After study at Warsaw, Łomża, and Włocławek, Wyszyński was ordained on his 23rd birthday, Aug. 3, 1924, and was assigned to the basilica at Włocławek. After gaining a doctorate in sociology and ecclesiastical law at the Catholic University of Lublin, he studied further in France, Italy, and Belgium. Back in Poland, he founded the Christian Workers University in 1935 and directed it until 1939, when the Nazi and Soviet forces invaded Poland. Shortly after, his bishop, Msgr. Michał Kozal, ordered him to leave Włocławek, and he thus escaped the fate of 1,811 Polish priests, including his own bishop, who perished in German concentration camps.
He returned to Włocławek as rector of the seminary in March 1945; one year later he was appointed bishop of Lublin, and on Nov. 12, 1948, Pope Pius XII transferred him to the primatial see of Gniezno and, ad personam, of Warsaw. On Nov. 29, 1952, he was named cardinal but was unable to go to Rome to receive formal investiture with a cardinal’s red hat until 1957. Meanwhile, although he had signed a coexistence agreement with the Communists, he refused to lend the church’s authority to the regime’s many acts of persecution.

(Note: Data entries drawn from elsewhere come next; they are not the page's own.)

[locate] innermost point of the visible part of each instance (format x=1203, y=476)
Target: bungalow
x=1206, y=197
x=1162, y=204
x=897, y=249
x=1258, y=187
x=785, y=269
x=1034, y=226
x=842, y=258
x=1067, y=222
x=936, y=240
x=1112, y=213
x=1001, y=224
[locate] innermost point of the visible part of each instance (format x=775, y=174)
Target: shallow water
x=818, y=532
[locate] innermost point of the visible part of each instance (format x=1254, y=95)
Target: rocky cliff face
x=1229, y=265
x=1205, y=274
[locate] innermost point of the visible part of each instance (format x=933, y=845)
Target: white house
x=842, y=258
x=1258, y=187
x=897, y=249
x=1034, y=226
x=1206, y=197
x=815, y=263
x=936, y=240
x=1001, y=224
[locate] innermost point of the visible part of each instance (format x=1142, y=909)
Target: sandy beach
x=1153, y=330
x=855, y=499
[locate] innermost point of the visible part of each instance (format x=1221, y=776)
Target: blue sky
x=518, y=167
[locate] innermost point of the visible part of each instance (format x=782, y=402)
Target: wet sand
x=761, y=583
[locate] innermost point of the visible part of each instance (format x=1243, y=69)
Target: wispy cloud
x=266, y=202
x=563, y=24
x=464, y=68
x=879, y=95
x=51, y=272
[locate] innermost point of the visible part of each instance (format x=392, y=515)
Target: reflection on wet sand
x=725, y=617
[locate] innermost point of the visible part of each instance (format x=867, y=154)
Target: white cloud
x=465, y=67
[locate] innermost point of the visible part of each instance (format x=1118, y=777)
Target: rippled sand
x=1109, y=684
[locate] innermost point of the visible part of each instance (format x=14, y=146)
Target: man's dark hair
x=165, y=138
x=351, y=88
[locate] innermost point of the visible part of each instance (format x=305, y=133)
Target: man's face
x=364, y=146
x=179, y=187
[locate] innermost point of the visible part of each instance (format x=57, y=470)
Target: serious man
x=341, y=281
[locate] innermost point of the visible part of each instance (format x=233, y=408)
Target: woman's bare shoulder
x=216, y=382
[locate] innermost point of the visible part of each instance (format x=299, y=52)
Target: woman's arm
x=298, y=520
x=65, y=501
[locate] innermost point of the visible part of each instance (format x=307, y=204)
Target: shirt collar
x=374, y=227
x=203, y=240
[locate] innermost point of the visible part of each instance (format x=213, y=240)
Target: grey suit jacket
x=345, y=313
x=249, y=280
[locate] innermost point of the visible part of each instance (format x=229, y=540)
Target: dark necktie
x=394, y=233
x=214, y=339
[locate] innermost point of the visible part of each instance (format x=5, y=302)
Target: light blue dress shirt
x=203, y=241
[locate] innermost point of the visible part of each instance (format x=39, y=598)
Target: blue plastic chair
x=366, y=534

In 1953, during the last repressive spasm of the Stalinist period, he was put under house arrest without trial when the government claimed that he had violated a pledge that the church would punish priests who engaged in anti-government activity. In 1956, shortly after Władysław Gomułka came to power, the Cardinal was released. He concluded an agreement with Gomułka that allowed religious instruction in state schools provided that Communist approval was sought over appointments to higher church offices. Wyszynski’s compromise defused a crisis that might have culminated in Soviet invasion and repression, as occurred at that time in Hungary. Gomułka’s and Wyszynski’s uneasy accord continued even under Gomułka’s successor, Edward Gierek, although the Cardinal lent cautious support to such Polish movements as the Workers’ Defense Committee, Solidarity, and Rural Solidarity, which sought greater freedom from the late 1970s onward.
Doctrinally, he was a strong conservative, and he played an important role in electing John Paul II pope in 1978. Wyszyński was often called the Primate of the Millennium. Twenty years after his death, the Polish church celebrated 2001 as the year of Stefan Wyszyński.